13. Miscellaneous . This Agreement shall bind and inure to the benefit of the parties hereto and their successors and assigns. This Agreement shall be governed by the laws of the State of California, without reference to conflict of laws principles. This document contains the entire agreement between the parties with respect to the subject matter hereof. Any failure to enforce any provision of this Agreement shall not constitute a waiver thereof or of any other provision hereof. This Agreement may not be amended, nor any obligation waived, except by a writing signed by both parties hereto.

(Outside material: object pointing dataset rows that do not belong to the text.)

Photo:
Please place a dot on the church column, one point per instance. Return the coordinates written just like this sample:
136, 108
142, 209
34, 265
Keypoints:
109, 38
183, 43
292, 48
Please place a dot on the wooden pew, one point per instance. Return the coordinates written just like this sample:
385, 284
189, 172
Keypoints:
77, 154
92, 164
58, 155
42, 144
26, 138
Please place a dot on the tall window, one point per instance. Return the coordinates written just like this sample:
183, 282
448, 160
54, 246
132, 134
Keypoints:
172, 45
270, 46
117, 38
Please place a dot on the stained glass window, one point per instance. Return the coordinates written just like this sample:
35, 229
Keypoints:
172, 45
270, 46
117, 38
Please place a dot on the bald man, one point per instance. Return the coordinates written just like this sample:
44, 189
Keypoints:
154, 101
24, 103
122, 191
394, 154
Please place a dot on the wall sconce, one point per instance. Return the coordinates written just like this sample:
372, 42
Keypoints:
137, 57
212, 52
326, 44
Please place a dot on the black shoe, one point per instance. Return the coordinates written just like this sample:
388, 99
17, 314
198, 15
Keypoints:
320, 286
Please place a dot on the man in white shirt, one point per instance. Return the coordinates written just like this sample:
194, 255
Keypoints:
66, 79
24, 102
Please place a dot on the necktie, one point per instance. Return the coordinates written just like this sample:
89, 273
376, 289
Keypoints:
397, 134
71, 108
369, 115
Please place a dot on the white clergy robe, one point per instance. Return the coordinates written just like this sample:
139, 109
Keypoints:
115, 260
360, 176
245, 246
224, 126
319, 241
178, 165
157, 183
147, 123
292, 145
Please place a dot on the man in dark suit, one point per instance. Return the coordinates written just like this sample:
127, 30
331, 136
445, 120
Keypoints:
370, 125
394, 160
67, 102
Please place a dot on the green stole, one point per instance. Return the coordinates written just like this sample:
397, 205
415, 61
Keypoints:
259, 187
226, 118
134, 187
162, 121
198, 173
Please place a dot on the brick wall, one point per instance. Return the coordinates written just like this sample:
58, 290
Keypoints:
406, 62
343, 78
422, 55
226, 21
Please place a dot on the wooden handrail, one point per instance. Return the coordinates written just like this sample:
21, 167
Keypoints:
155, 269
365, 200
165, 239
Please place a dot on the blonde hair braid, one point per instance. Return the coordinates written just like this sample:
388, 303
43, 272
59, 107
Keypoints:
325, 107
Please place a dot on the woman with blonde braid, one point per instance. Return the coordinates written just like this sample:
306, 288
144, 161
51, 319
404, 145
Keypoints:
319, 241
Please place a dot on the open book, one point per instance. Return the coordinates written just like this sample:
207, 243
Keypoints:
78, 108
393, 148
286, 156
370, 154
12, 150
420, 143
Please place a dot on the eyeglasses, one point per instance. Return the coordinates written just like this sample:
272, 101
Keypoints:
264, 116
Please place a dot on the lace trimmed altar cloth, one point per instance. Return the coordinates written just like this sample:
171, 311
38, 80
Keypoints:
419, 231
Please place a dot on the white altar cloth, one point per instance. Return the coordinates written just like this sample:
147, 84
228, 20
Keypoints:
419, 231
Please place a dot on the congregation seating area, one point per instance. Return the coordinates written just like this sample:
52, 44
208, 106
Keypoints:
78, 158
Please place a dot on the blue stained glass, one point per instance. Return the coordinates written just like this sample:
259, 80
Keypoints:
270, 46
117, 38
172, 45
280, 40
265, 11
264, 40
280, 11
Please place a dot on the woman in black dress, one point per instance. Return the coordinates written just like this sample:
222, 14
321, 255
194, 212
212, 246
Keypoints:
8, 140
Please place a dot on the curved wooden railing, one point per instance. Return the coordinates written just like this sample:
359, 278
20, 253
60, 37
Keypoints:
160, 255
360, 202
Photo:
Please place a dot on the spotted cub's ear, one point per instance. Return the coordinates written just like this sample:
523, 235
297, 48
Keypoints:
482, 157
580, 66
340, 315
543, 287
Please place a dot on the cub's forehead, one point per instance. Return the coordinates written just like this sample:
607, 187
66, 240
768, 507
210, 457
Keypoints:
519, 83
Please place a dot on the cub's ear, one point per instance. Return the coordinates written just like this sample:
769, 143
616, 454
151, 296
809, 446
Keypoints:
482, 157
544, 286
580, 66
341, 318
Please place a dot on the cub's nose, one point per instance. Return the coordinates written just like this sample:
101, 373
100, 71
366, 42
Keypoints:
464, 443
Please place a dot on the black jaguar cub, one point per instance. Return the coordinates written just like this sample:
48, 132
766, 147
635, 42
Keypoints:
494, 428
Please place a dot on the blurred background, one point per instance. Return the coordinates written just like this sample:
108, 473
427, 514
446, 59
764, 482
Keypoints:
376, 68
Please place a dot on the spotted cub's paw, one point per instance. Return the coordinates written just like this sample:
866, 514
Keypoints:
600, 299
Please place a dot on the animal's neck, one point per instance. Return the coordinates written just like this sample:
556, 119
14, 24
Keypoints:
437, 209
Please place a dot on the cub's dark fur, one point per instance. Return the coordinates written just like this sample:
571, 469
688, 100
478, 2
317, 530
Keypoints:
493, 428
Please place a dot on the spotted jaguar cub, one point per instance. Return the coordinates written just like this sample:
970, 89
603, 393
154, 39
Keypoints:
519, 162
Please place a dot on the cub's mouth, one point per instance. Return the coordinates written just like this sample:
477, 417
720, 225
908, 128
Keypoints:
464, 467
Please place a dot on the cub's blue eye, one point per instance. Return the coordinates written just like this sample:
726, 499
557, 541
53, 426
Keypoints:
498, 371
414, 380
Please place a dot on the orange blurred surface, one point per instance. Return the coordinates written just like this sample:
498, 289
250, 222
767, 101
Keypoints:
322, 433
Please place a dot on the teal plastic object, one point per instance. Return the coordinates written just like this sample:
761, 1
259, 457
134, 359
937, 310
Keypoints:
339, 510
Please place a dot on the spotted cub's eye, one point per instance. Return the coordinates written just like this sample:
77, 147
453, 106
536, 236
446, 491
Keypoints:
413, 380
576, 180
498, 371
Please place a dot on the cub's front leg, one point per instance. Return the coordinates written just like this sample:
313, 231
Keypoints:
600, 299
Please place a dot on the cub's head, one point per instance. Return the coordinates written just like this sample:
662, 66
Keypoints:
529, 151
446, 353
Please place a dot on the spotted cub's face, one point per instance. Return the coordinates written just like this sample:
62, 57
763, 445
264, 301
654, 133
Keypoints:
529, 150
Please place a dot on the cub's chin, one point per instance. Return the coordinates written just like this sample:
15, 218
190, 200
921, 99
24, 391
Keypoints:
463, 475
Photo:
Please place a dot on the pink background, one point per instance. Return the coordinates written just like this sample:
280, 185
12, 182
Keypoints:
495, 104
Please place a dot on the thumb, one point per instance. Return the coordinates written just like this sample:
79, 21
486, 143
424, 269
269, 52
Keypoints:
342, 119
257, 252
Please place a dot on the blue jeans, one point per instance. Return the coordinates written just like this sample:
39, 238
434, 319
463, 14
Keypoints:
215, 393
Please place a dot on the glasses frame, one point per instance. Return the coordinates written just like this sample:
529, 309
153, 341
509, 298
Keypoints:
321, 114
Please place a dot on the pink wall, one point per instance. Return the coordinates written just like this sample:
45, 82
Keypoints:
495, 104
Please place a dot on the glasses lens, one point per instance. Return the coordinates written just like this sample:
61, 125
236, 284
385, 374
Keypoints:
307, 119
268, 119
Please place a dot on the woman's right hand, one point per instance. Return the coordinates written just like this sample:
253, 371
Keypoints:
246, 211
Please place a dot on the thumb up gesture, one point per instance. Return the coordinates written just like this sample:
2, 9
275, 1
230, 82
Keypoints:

IN WITNESS WHEREOF, the parties hereto have executed or caused their duly authorized officers to execute this Agreement as of the date first above written.

 

BIOLARGO, INC. (“COMPANY”)

By  

/s/ Dennis Calvert

  Dennis Calvert
Title:   Chief Executive Officer
“CONSULTANT”

/s/ Robert J. Szolomayer


Appendix B

DEFINITION OF ACCREDITED INVESTOR

An “accredited investor” is defined by Rule 501(a) of Regulation D as:

1. Any bank as defined in section 3(a)(2) of the Act whether acting in its individual or fiduciary capacity; insurance company as defined in section 2(13) of the Act; investment company registered under the Investment Company Act of 1940 or a business development company as defined in section 2(a)(48) of that Act; Small Business Investment Company licensed by the U.S. Small Business Administration under section 301(c) or (d) of the Small Business Investment Act of 1958; employee benefit plan within the meaning of Title I of the Employee Retirement Income Security Act of 1974, if the investment decision is made by a plan fiduciary, as defined in section 3(21) of such Act, which is either a bank, insurance company, or registered investment adviser, or if the employee benefit plan has total assets in excess of $5,000,000;

2. Any private business development company as defined in section 202(a)(22) of the Investment Advisers Act of 1940;

3. Any organization described in Section 501(c)(3) of the Internal Revenue Code with total assets in excess of $5,000,000;

4. Any director, executive officer, or general partner of the issuer of the securities being offered or sold, or any director, executive officer, or general partner of a general partner of that issuer;

5. Any natural person whose individual net worth, or joint net worth with that person’s spouse, at the time of his or her purchase exceeds $1,000,000;

6. Any natural person who had an individual income in excess of $200,000 in each of the two most recent years and who reasonably expects an income in excess of $200,000 in the current year or joint income with that person’s spouse in excess of $300,000 in each of those years and who reasonably expects reaching the same income level in the current year; and

7. Any entity in which all of the equity owners are Accredited Investors under paragraph (a) (1), (2), (3), (4), (6), or (7) of Rule 501.